By Noratip Dhanasarnsilp
Special to The Nation
“We have already implemented ERP and we have data, but we don’t know how to use it.” This is the message being heard over and over in Deloitte’s consulting sessions with clients.
In 2021, businesses in Thailand are fully aware they need to transform digitally. Around 40 per cent have completed their transformation to some degree, 50 per cent are in progress and 10 per cent are planning their transformation. One benefit of digital transformation is the wealth of data being collected, categorised and stored. Information such as customer profiles, customer interaction with the business’s services, internal processes and suppliers can be very useful for gaining competitive advantage, improving our processes and reducing operating costs. However, data are useless if they are not properly analysed – a problem that could be trapping value worth millions within transaction systems.

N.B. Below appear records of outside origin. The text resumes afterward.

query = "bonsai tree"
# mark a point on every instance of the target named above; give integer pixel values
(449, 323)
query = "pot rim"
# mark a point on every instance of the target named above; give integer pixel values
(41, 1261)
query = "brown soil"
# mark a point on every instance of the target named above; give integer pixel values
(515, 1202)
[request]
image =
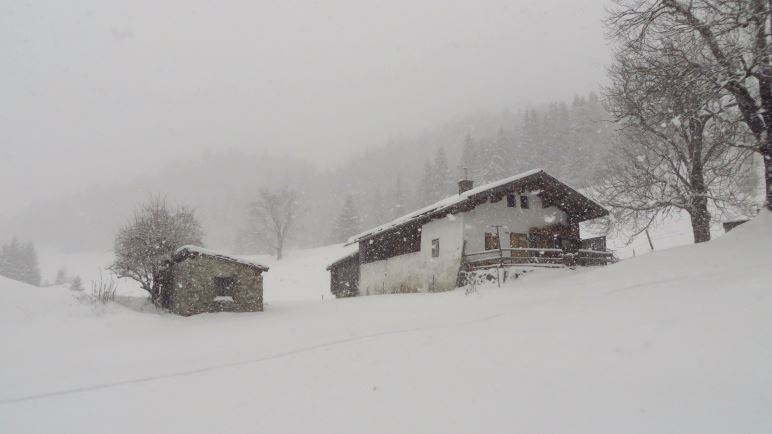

Businesses might be surprised to learn that the ability to unlock these trapped millions lies within your risk management and internal audit teams. Although both of these departments may have a good understanding of business processes and what can go wrong, their potential is often limited by a lack of digital data and/or tools to handle that data. Deloitte’s Risk Advisory team has heard this complaint many times over the past two years and our response is: “Empower your second and third line of defence.” The approach to empowerment consists of the following two stages:
1. Automate to reduce time spent on routine work
Research shows that we spend 67 per cent of working hours with computers but only 26 per cent applying our expertise. Risk management and internal audit teams (RM & IA) spend significant amounts of time requesting, collecting and preparing data, leaving them with only a small window to do their work. We suggest organisations adopt Robotic Process Automation (RPA) to help automate manual, recurring and resource-intensive tasks that RM & IA teams are doing. A client who adopted RPA for internal controls has reduced time spent on routine tasks from 900 working days to 15 working days. The tasks are done 60,000 per cent faster, ensuring compliance while also boosting the morale of staff since they can now focus on challenging tasks and can also leave work on time. With the cost of RPA technology decreasing each year, its affordability now means businesses can recoup the investment within months.
2. Increase data processing capability with analytics
Current good practice for data sampling is to randomly select 10 per cent of the target population – a method that has not changed for decades. However, the 10 per cent practice in the digital age poses two major challenges to risk assurance. The first is the low possibility of detecting risk and abnormal transactions. The second is inability to handle 10 per cent of transactions, especially for businesses that operate digitally such as e-commerce. For example, in 2020 food delivery applications saw an estimated 68 million transactions – which is impossible for RM & IA teams to effectively monitor. With this scenario, we need tools to increase analytic capability. Deloitte foresaw this problem and has for some time been advising clients to use data analytic and visualisation.
A fast-rising technology in this field is Process Mining, which helps users take in all data generated throughout a given business process. At this point, you may be asking how Process Mining differs from other Business Intelligence (BI) tools. The significant advantage of Process Mining is its ability to create maps of your processes based on three key data fields – transaction ID, activity and activity’s time-stamp. With this tool, the risk management and internal audit teams can see how business processes operate from end to end, covering 100 per cent of transactions with limited resources.
This full oversight of business processes allows RM & IA teams to see exactly which part of the operation is causing delays, identifying bottlenecks and where processes deviate from established standards. Using the resulting experience in business processes, good practice and data, teams can provide insights into business operations, pinpointing risks and suggesting improvements that unlock business opportunities worth millions trapped within your organisation.
In conclusion, as businesses undergo digital transformation and collect large pools of data, they must focus on maximising analysis and use of digital data. This applies to every business unit, including supporting functions such as risk management and internal auditing. RM & IA teams must adopt these digital assets and become internal consultants for the business – providing insights, improvements and assurance to the organisation. Doing so will give RM & IA a seat at the decision-making table, freeing millions in trapped revenue and contributing to the next wave of business growth.
Noratip Dhanasarnsilp is senior manager for Risk Advisory Services at Deloitte Thailand.